Interactive ad hoc querying large datasets
On denormalized data sets that require few joins, Presto approaches interactive query speeds, which means that queries with Presto return on the order of seconds to minutes, rather than minutes to hours. This is largely due to Presto’s unique architecture which is performed completely in-memory (rather than other SQL Engines that use MapReduce and write intermediate steps to disk).
Organizations with disparate data sources
For companies that cannot consolidate all of their data into one centralized store, Presto’s data federation capabilities can create a unified query layer that enables you to blend your data across different data sources together.
Organizations with star schemas
Due to Presto’s in-memory architecture, extremely large queries across fact tables can tend to overwhelm the compute engine.

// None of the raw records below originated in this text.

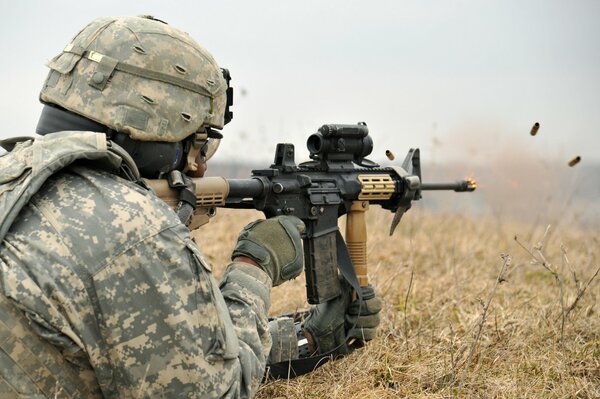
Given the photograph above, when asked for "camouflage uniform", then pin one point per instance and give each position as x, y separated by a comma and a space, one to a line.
105, 294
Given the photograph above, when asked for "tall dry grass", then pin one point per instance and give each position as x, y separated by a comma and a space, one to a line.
467, 313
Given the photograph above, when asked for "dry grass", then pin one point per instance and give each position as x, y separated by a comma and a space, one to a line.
460, 318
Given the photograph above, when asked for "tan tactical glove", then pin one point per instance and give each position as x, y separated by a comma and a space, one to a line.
274, 244
336, 323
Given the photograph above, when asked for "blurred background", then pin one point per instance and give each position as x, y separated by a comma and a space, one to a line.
463, 80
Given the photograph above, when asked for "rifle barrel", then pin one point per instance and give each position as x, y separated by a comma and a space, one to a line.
458, 186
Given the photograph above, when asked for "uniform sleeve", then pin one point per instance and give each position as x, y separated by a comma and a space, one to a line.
246, 290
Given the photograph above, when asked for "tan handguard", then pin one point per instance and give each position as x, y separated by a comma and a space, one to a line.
211, 193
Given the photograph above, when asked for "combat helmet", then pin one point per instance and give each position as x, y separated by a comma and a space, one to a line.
143, 78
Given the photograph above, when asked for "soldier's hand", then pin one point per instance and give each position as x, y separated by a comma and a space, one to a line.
275, 245
343, 324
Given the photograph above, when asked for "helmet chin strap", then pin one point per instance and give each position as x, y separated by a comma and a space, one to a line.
195, 147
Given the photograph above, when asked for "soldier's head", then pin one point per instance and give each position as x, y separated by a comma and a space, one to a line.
149, 86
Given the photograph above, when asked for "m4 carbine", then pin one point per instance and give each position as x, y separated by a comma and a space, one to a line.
338, 181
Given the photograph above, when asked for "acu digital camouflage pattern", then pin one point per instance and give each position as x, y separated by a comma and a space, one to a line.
149, 102
114, 299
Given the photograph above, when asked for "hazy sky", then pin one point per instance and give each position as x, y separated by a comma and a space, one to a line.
460, 79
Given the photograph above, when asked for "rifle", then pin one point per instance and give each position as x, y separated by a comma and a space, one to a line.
338, 181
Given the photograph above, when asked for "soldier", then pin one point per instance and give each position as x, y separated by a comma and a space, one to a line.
102, 291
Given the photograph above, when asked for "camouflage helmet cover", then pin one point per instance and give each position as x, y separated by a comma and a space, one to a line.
139, 76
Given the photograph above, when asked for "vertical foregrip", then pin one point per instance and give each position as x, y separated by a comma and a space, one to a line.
356, 239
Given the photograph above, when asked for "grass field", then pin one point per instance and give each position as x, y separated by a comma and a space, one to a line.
468, 312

This makes Presto a great choice for inexpensive joins within a star schema between a fact table and a dimension table.
Presto is open source so the software is free for download. However, it’s important to note that the total cost of ownership for Presto will be high, since engineering resources are necessary to deploy and maintain the software, as well as manage the hardware if deployed on premise. Managing and deploying the servers will have a variable cost.
Presto’s architecture is more similar to traditional analytical MPP database architectures than other SQL Engines such as Hive, given that all of Presto’s computations are performed in memory and don’t use MapReduce to compute data. This means, instead of writing intermediate operations to disk, like MapReduce does, Presto executes compute steps completely in memory and pushes the intermediate results across the network. This architecture dramatically increases query-speed, while limiting query throughput to a degree.

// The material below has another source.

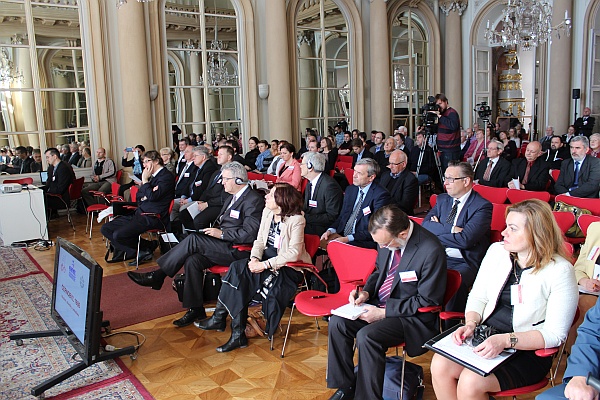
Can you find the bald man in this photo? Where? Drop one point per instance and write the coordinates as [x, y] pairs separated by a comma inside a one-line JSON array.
[[531, 171], [402, 184]]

Executing a query in Presto
When a SQL query is issued in Presto, the query is sent to the Coordinator. The coordinator is responsible for breaking the query into logical steps and forming an optimized query execution plan. One the coordinator forms an execution plan, it then distributes instructions to the worker nodes closest to where the physical data is located, which then stream data from physical storage into memory, where it’s then pipelined across the network, and returned to the client.
Types of data
Presto is a distributed SQL query engine designed to query large data sets distributed over one or more heterogeneous data sources. Presto itself does not store data.
Range of row (quantity)
Presto is a petabyte-scale SQL engine, depending on the data stores it is connected to. For instance, if you are using a Hadoop cluster, the amount of data that you will be able to store is much larger than if you are connecting to a postgres database. On the other hand, because Presto writes ANSI SQL, you can leverage many data sources at once, making the data volume Presto can handle very large.
Implementing and using Presto
Presto can be downloaded for free from Github or from Teradata.
Once downloaded, Presto has a guide to deploying the software on your server.
Process for new data
Given that Presto is a SQL Engine and not a database, Presto doesn’t actually store any data, which means the process for adding new data just means making Presto aware of an existing data source that you have. This means either connecting Presto to this existing data source, or piping the data into a data source that Presto is able to query.